Antony Gormley Rooftop Sculptures
The exhibition features a series of stainless-steel figures that appear on rooftops across downtown Dallas.
Rooftop sculptures that transform the Dallas Arts District skyline
The rooftop installation places sculptures on buildings in and around the Arts District in downtown Dallas, Texas, creating a city-scale public artwork of figures perched lightly above the Nasher Sculpture Center garden and along multiple downtown sightlines with minimal visual impact on existing structures.

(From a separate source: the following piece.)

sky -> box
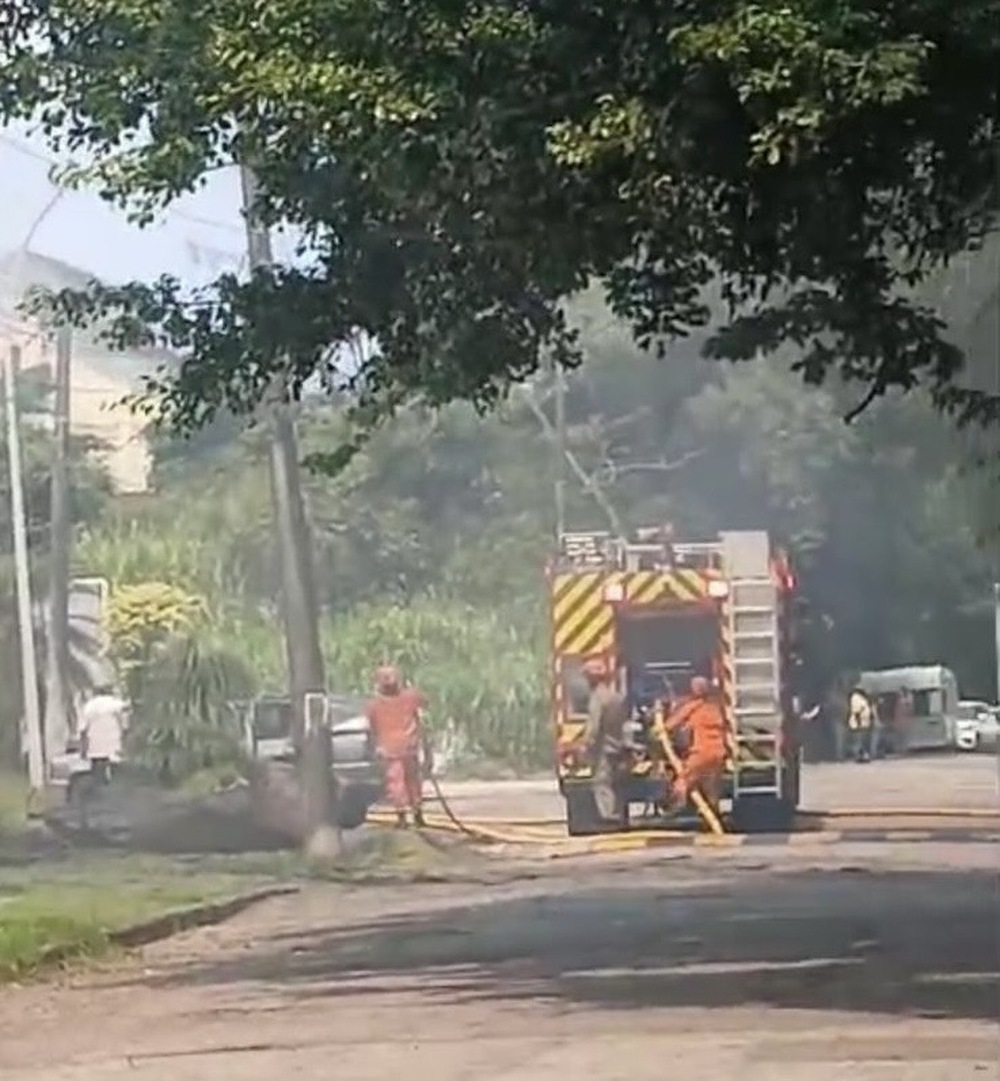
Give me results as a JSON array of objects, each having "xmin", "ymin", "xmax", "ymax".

Formed from stainless-steel trajectories that describe the human body as an “energy system of reflected light,” the sculptures are are part of the first major U.S. museum survey of British sculptor Antony Gormley’s work and continues his long-term investigation into the relationship between the body, architecture and urban space.
Thornton Tomasetti’s Dallas office served as structural engineer for the sculpture bases and building interfaces. Over roughly a year, we worked with Gormley Studio, the Nasher Sculpture Center and London-based engineer Price & Myers, who designed the steel superstructures, to integrate the artwork with a range of existing rooftops across downtown Dallas, coordinating structural analysis, attachment design and rooftop integration strategies.
Highlights
- Our engineers visited approximately a dozen candidate buildings with a Nasher representative to identify structurally and visually suitable locations.
- For each roof, we produced a brief structural report documenting existing conditions, feasible sculpture positions and any required strengthening.
- We developed base and attachment concepts for each building, coordinating with existing roof framing, waterproofing and maintenance access.
- We reviewed the superstructure reactions and connection requirements from Price & Myers and verified compatibility with U.S. codes and building behavior.
- We prepared final drawings for the selected buildings, detailing bases, local reinforcing and installation interfaces, as part of a closely coordinated, transatlantic effort that aligned artist, museum and engineering teams and reinforced Thornton Tomasetti’s ongoing investment in cultural and special-structures work.